Catholic News Service
VATICAN CITY — Don't hold back when praying to God -- tell him exactly what's wrong and insist on holding him to his promises, Pope Francis said.
Prayer should be like speaking face-to-face with a friend: "without fear, freely and also with insistence," the pope said in his homily April 3 during an early morning Mass in the chapel of the Domus Sanctae Marthae.
Pope Francis' homily focused on the day's reading from the Book of Exodus (32:7-14), in which Moses begs God to spare his people, even though they have created a golden calf to worship as their god.

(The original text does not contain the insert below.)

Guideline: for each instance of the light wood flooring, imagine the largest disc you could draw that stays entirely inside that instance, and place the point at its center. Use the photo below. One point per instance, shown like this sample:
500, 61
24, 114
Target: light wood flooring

God says he's going to let his wrath "blaze up against them to consume them," but Moses reminds the Lord that these are his own people he has saved before and has promised to make their descendents "as numerous as the stars in the sky."
Pope Francis said that, in the day's reading, Moses shows what praying to God should really feel and sound like: not filled with empty words, but a heartfelt, "real fight with God."
Moses is courageously insistent and argues his point, the pope said, and prayer must also be "a negotiation with God, presenting arguments" supporting one's position.
When God decides to not punish his people, it's not God who has changed, but Moses, the pope said.
By freely talking out the problem and underlining all the ways God has always shown his mercy, Moses was able to rediscover, deep in his heart, what his head already "more or less sort of knew."
"Prayer changes our hearts. It helps us better understand what our God is like," it helps people grow closer to him, recognize his love and rejuvenate one's faith.
The pope underlined what Jesus said: "In praying, do not babble like the pagans, who think that they will be heard because of their many words."
"No, say what's what: 'Look, Lord, I have this problem, in my family, with my child, with this, with that ... What can you do? Now see here, you can't leave me like this!' This is prayer. And does this prayer take a long time? Yes, it takes time."
Pray like Moses did, face-to-face with the Lord, like a friend, freely, with insistence and good arguments, the pope said. "And also scold the Lord a little: 'Hey, you promised me this, and you haven't done it ...' Like that, like you talk with a friend."
Open one's heart wide to God and get to know him better, he said. Prayer is a grace, and the Holy Spirit is present; it changes and reinvigorates one's heart so people can strike back out on their life journey.